StackOverflow has an excellent discussion of different types of merging WITH VISUALS: https://stackoverflow.com/questions/38549/what-is-the-difference-between-inner-join-and-outer-join

Key Visual Summary: https://i.stack.imgur.com/hMKKt.jpg
- **Concatenate** - Return all rows with NaN for missing data
- **Inner Merge** - Return rows with column matches in both dataframes
- **Outer Merge** - Return rows with column matches in either dataframe

## Concatenate

The idea to concatenating is to take the two dataframes and stack them on one another.
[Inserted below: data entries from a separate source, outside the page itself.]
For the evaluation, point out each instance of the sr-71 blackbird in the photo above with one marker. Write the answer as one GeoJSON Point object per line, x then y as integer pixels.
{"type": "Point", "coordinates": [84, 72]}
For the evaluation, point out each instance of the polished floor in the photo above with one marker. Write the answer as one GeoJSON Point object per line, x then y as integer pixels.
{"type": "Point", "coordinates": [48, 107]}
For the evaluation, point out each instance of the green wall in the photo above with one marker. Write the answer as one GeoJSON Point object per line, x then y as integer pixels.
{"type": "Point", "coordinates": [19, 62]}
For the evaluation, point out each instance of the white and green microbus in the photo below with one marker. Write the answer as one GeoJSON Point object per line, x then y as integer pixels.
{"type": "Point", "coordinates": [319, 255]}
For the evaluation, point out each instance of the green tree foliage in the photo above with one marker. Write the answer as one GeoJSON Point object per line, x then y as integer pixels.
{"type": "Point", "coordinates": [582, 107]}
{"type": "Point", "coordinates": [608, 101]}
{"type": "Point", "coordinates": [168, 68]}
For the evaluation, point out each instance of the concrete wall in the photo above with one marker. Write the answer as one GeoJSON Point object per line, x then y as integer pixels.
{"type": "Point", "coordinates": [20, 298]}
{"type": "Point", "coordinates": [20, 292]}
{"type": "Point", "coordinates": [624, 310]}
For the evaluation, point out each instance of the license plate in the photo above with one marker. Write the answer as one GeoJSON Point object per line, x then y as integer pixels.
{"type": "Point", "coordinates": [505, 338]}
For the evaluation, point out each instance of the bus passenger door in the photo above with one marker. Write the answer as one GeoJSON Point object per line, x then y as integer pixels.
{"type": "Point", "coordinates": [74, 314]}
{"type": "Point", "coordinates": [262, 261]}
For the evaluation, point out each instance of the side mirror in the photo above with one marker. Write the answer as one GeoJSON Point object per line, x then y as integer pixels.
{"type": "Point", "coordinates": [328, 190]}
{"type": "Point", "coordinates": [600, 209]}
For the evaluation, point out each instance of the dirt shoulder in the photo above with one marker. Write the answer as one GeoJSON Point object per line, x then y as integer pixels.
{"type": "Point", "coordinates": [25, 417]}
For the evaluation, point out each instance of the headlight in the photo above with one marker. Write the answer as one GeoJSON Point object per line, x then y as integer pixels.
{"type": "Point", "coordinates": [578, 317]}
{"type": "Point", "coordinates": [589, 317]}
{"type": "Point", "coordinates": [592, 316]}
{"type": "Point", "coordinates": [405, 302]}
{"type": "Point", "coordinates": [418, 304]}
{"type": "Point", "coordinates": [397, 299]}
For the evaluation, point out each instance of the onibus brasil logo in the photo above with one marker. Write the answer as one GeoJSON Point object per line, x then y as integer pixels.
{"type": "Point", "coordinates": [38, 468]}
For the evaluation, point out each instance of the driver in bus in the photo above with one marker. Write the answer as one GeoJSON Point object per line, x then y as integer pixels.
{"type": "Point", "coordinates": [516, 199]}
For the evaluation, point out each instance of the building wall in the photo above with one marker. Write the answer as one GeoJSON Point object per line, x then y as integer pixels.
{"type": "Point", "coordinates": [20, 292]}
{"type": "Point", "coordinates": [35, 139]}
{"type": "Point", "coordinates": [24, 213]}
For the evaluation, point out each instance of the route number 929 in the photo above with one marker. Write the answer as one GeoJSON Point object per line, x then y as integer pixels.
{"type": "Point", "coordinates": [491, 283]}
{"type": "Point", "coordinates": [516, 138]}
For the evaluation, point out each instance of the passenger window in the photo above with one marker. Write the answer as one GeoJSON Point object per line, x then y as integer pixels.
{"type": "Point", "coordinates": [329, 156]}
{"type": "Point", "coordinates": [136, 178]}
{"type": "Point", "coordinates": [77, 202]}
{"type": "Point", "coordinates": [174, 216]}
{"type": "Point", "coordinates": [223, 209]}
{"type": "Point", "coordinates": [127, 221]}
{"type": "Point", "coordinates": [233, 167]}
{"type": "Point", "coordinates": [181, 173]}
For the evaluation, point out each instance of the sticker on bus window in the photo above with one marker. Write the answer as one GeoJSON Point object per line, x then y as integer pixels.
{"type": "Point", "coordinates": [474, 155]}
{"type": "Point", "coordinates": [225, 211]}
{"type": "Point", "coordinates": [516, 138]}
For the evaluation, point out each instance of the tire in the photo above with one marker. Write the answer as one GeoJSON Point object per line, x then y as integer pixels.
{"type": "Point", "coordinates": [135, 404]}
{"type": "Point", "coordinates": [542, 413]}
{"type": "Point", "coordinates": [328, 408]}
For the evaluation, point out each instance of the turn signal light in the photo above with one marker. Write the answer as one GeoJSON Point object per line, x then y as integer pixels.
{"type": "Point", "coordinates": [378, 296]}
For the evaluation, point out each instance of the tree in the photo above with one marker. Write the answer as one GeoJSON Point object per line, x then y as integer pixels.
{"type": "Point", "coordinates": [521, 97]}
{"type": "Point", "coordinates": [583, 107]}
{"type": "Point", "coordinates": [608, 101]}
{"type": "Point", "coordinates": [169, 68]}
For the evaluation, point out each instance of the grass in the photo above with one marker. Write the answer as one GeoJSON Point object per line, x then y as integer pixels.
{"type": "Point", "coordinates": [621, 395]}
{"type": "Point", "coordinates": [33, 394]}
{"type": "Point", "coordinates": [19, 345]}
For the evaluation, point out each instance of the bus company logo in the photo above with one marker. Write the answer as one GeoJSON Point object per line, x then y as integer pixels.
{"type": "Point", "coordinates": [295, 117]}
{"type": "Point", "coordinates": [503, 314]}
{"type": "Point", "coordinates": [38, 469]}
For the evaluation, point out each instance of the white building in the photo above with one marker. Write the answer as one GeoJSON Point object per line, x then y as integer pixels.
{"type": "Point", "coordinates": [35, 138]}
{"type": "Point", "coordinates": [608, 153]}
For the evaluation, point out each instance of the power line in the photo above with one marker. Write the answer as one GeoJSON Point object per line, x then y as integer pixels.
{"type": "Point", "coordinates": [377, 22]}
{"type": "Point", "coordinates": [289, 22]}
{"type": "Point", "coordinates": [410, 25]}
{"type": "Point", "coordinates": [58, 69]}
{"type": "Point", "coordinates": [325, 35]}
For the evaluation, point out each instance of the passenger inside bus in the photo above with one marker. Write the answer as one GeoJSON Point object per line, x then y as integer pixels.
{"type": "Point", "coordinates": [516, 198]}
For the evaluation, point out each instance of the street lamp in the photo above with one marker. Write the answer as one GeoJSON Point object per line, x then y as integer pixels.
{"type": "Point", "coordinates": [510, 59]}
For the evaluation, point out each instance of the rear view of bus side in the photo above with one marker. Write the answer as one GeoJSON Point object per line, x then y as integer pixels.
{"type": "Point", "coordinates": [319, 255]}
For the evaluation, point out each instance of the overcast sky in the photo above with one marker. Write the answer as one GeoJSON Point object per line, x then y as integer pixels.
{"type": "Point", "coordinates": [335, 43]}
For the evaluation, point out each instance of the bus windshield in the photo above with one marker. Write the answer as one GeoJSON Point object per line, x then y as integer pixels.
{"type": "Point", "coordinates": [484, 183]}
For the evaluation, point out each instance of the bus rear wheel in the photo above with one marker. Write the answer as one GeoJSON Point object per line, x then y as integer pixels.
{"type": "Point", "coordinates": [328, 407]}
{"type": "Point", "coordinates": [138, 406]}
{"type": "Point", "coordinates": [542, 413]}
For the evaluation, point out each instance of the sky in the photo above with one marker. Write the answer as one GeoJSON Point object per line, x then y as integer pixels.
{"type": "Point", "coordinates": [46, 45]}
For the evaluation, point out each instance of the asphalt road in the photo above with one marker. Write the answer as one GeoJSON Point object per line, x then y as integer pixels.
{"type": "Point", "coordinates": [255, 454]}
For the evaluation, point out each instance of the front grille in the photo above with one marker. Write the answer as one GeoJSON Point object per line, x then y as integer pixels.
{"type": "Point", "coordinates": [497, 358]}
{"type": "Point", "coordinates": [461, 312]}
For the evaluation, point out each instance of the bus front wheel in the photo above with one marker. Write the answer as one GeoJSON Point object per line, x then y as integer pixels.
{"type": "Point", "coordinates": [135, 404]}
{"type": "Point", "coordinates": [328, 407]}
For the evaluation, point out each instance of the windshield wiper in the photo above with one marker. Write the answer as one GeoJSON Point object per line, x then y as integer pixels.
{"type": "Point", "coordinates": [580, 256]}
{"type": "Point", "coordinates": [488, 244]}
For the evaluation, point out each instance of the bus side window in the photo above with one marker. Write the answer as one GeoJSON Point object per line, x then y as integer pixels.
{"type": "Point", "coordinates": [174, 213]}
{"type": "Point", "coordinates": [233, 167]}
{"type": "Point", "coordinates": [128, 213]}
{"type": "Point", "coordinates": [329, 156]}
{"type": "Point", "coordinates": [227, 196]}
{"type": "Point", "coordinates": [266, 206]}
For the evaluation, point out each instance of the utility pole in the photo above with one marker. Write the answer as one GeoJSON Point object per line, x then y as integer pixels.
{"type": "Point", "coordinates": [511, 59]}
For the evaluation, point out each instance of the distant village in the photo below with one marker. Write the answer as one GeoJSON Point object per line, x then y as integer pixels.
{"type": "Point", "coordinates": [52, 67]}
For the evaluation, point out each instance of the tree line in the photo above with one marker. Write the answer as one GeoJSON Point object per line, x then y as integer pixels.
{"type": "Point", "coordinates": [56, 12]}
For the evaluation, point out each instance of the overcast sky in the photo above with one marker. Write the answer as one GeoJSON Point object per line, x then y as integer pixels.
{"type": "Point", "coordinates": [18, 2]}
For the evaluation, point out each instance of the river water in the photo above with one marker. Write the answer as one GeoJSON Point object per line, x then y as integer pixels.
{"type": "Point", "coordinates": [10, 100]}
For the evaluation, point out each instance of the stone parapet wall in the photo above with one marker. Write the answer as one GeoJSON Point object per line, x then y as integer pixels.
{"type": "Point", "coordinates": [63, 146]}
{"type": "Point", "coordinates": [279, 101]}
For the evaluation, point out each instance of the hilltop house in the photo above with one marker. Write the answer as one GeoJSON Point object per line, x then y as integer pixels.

Any missing data (columns defined in one dataframe and not in the other) are treated as NaN. **There is no attempt to match and exclude data.** 

In [None]:
import pandas as pd

df_1 = pd.DataFrame({'col_1': [1, 2], 'col_2': [3, 4]})
df_2 = pd.DataFrame({'col_1': [11, 12], 'col_3': [13, 14]})
concat_df = pd.concat([df_1, df_2])

concat_df

Notice that some values were changed from integers to float. We will deal with that in a future lesson.

## Inner Merge

In [None]:
df_1 = pd.DataFrame({'col_1': [1, 2], 'col_2': [3, 4], 'col_3': [13, 14]})
df_2 = pd.DataFrame({'col_1': [1, 2], 'col_3': [3, 24]})
inner_merge_df = pd.merge(df_1, df_2, how="inner")

inner_merge_df

Since there are no perfectly matched rows, the output is empty. But what if we wanted to check for partial matches? We can define the columns we want to merge on with **on=[]**.

In [None]:
df_1 = pd.DataFrame({'col_1': [1, 2], 'col_2': [3, 4], 'col_3': [13, 14]})
df_2 = pd.DataFrame({'col_1': [1, 12], 'col_2': [100, 200], 'col_3': [13, 14]})
inner_merge_df = pd.merge(df_1, df_2, how="inner", on=['col_1', 'col_3'])
# Since the first row has col_1 = 1 for both dataframes, they are merged

inner_merge_df

This is a useful trick when looking for partial matches. Notice we had matches for col_1 and col_3? We did an inner merge and the conflicts for df_1 and df_2 are saved as col_2_x and col_2_y. 

## Outer Merge

In [None]:
df_1 = pd.DataFrame({'col_1': [1, 2], 'col_2': [3, 4], 'col_3': [13, 14]})
df_2 = pd.DataFrame({'col_1': [1, 12], 'col_2': [100, 200], 'col_3': [13, 14]})
outer_merge_df = pd.merge(df_1, df_2, how="outer", on=['col_1'])

outer_merge_df

Notice that we defined an outer merge on col_1. This means our match of col_1 = 1 was combined, with the conflicting values of the other columns listed. The other two rows are included since they have values defined for col_1. 

In [None]:
df_1 = pd.DataFrame({'col_1': [1, 2], 'col_2': [3, 4], 'col_3': [13, 14]})
df_2 = pd.DataFrame({'col_1': [1, 12], 'col_3': [13, 14]})
outer_merge_df = pd.merge(df_1, df_2, how="outer")

outer_merge_df

Notice how row 1 of df_2 is not included since it matches everywhere it is defined with row 1 of df_1.

In [None]:
df_1 = pd.DataFrame({'col_1': [1, 2], 'col_2': [3, 4]})
df_2 = pd.DataFrame({'col_1': [11, 12], 'col_3': [13, 14]})
outer_merge_df = pd.merge(df_1, df_2, how="outer")

outer_merge_df

When there are no matching rows, an outer merge will look like a concatenate. **The main difference here is outer merge TRIES to combine copies while concatenate does not!**

## Note

If you looked at the key visual summary, you'll see there are more ways to combine data than concatenate, inner merge, and outer merge. However, these will be the three most common ways to merge that you will use in the course.